从浴室出来,乔治之身上就只随意地裹了条大浴巾。
他用毛巾擦拭着湿漉漉的短髮,便瞧见那被拉上的窗帘……
乔治之视线微微凝了凝,但也没太在意地去了客厅的吧檯。
满上一杯红酒,他就给江盛拨去了电话,开口就是,「猜猜我刚刚睡了谁?」
听到乔治之语气中的兴奋,江盛却一脸正色地劝道:「温馨提示,你知道每年有多少人因为饥不择食,患上了目前还无法治癒的病么?
我没有兴趣知道你刚睡了谁,但作为你的朋友,希望你能把首要的安全问题,严格把控好,否则到时你哭着来求我,我也……」
和一个医生谈论这种问题,简直就是自讨没趣。
乔治之放下手中的红酒杯,连忙打断:「停停停,江盛你给我赶紧住口!被你这么一说,我都有点顾忌了。

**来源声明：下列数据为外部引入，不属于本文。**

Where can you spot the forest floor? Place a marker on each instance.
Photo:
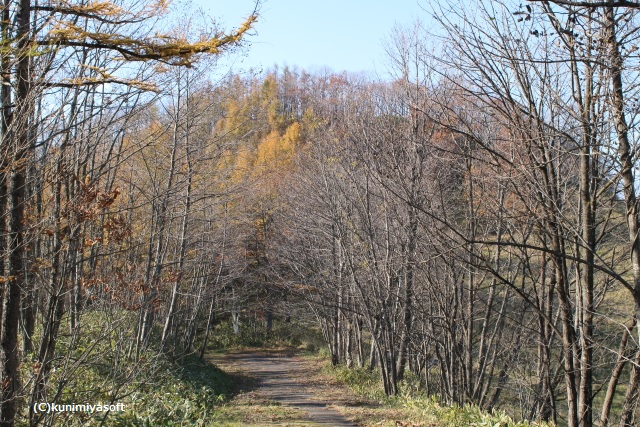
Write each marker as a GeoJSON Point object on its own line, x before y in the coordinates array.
{"type": "Point", "coordinates": [279, 388]}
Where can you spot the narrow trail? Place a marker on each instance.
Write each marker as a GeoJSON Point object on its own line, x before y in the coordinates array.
{"type": "Point", "coordinates": [288, 383]}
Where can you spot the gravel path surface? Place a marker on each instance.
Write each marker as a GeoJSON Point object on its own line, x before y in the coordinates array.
{"type": "Point", "coordinates": [288, 381]}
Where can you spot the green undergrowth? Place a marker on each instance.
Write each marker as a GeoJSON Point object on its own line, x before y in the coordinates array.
{"type": "Point", "coordinates": [184, 393]}
{"type": "Point", "coordinates": [98, 365]}
{"type": "Point", "coordinates": [417, 408]}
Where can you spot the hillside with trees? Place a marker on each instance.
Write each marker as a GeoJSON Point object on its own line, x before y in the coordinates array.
{"type": "Point", "coordinates": [468, 226]}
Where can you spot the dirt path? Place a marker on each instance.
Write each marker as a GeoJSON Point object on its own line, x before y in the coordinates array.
{"type": "Point", "coordinates": [284, 390]}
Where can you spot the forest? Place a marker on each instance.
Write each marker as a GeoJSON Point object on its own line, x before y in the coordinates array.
{"type": "Point", "coordinates": [469, 223]}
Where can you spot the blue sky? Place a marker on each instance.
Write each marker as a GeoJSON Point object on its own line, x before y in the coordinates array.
{"type": "Point", "coordinates": [338, 34]}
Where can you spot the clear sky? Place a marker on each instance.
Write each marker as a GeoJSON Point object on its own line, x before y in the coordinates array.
{"type": "Point", "coordinates": [343, 35]}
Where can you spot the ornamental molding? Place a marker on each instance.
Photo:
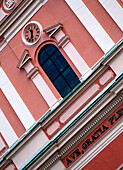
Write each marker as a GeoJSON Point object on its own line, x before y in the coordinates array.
{"type": "Point", "coordinates": [59, 151]}
{"type": "Point", "coordinates": [18, 18]}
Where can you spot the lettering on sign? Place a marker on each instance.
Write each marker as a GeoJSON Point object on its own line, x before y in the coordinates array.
{"type": "Point", "coordinates": [94, 136]}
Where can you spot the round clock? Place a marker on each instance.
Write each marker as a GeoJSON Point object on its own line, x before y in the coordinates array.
{"type": "Point", "coordinates": [32, 33]}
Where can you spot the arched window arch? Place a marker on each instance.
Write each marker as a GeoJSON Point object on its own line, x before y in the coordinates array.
{"type": "Point", "coordinates": [57, 69]}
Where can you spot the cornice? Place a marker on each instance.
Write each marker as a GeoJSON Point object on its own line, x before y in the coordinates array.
{"type": "Point", "coordinates": [67, 142]}
{"type": "Point", "coordinates": [18, 18]}
{"type": "Point", "coordinates": [58, 151]}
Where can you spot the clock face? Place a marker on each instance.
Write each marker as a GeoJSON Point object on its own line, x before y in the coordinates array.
{"type": "Point", "coordinates": [32, 33]}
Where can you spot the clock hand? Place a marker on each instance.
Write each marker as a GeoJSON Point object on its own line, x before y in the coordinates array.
{"type": "Point", "coordinates": [31, 31]}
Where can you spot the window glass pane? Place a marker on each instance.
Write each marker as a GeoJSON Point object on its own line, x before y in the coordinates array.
{"type": "Point", "coordinates": [50, 49]}
{"type": "Point", "coordinates": [42, 57]}
{"type": "Point", "coordinates": [57, 69]}
{"type": "Point", "coordinates": [59, 60]}
{"type": "Point", "coordinates": [61, 86]}
{"type": "Point", "coordinates": [70, 77]}
{"type": "Point", "coordinates": [50, 69]}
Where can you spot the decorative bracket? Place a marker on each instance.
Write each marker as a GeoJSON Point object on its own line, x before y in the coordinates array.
{"type": "Point", "coordinates": [24, 60]}
{"type": "Point", "coordinates": [53, 30]}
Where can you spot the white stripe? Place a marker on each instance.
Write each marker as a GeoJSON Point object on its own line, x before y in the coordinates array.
{"type": "Point", "coordinates": [74, 56]}
{"type": "Point", "coordinates": [42, 87]}
{"type": "Point", "coordinates": [6, 130]}
{"type": "Point", "coordinates": [15, 100]}
{"type": "Point", "coordinates": [115, 11]}
{"type": "Point", "coordinates": [91, 24]}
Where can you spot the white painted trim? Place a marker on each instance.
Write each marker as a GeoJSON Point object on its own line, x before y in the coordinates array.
{"type": "Point", "coordinates": [98, 146]}
{"type": "Point", "coordinates": [91, 24]}
{"type": "Point", "coordinates": [24, 18]}
{"type": "Point", "coordinates": [15, 100]}
{"type": "Point", "coordinates": [42, 86]}
{"type": "Point", "coordinates": [74, 56]}
{"type": "Point", "coordinates": [6, 130]}
{"type": "Point", "coordinates": [114, 10]}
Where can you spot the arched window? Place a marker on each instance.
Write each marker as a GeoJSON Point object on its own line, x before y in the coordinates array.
{"type": "Point", "coordinates": [57, 69]}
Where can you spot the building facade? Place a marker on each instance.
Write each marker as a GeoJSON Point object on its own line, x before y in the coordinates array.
{"type": "Point", "coordinates": [61, 84]}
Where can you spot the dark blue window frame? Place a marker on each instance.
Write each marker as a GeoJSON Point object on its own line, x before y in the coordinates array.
{"type": "Point", "coordinates": [57, 69]}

照你这样说,这男人和女人之间都不需要进行任何交流了?难不成,你和你女友每天晚上都是盖着棉被纯睡觉?」
他这么讽江盛,纯粹是要反咬一口那专虐单身汪的幸福有妇男。
岂料,江盛直言不讳,「我们分房睡。」
乔治之闻言,下巴差点都掉到地上了,「不是吧,你……阿盛你是和尚吗?这都能忍?你还是不是个正常男人啊?」
江盛淡淡应话:「那不是什么男人不男人的问题,我正不正常,男不男人,无需向你证明,但我对她做了什么,那就是责任问题。」
「我突然好想告知你女人,说你是因为担心患病,才选择洁身自好的。」乔治之认真道,似乎真的有联繫风彼岸的打算。
江盛声音一冷,「警告你,别乱来。」
「好,我投降……」乔治之啧了啧,「不过,你女人怎么能忍得了这么正人君子的你?你再这么下去,小心她误以为你在那方面不行,转脸就跟着别的男人跑了。」
江盛语气坚定,「她不会。」
「切,这么自信,走着瞧呗……」乔治之才将话题拉了回来,说:「我刚刚睡了个跟连城浪漫有那么两分相像的女人,就当开胃菜,连城浪漫才是我要吃的大餐。」
那头的江盛听到这里,面色微沉,「不要一味为了和凌星灿比个高下,而伤害到无辜的人,别忘了浪漫才高一。」
「凭什么不能跟他比?我哪点比他差了?我的现在目标,就是要睡他养了十几年的小青梅,而且还要她自己扑向我,乖乖求我睡,怎样?」乔治之谜之自信着。
江盛出言警告,「浪漫既然是岸岸的闺蜜,我就不会坐视不管,乔治之,你不能动她……别忘了,阿封也在追她。」
乔治之一拍脑袋,「呀!你不说,我差点都把阿封给忘了。」
「兄弟妻不可欺,阿封喜欢的,你确定要碰?」江盛轻笑了声,「阿封他可不是你惹得起的。」
乔治之咽了口唾沫,清清嗓子道:「如果阿封把小美女追到手,我肯定会念及兄弟情谊,不会对浪漫做什么,但要是凌星灿,那我可就不会客气了。」
「放心,轮不到你的。」江盛说完这句,便把这通无聊的电话挂断。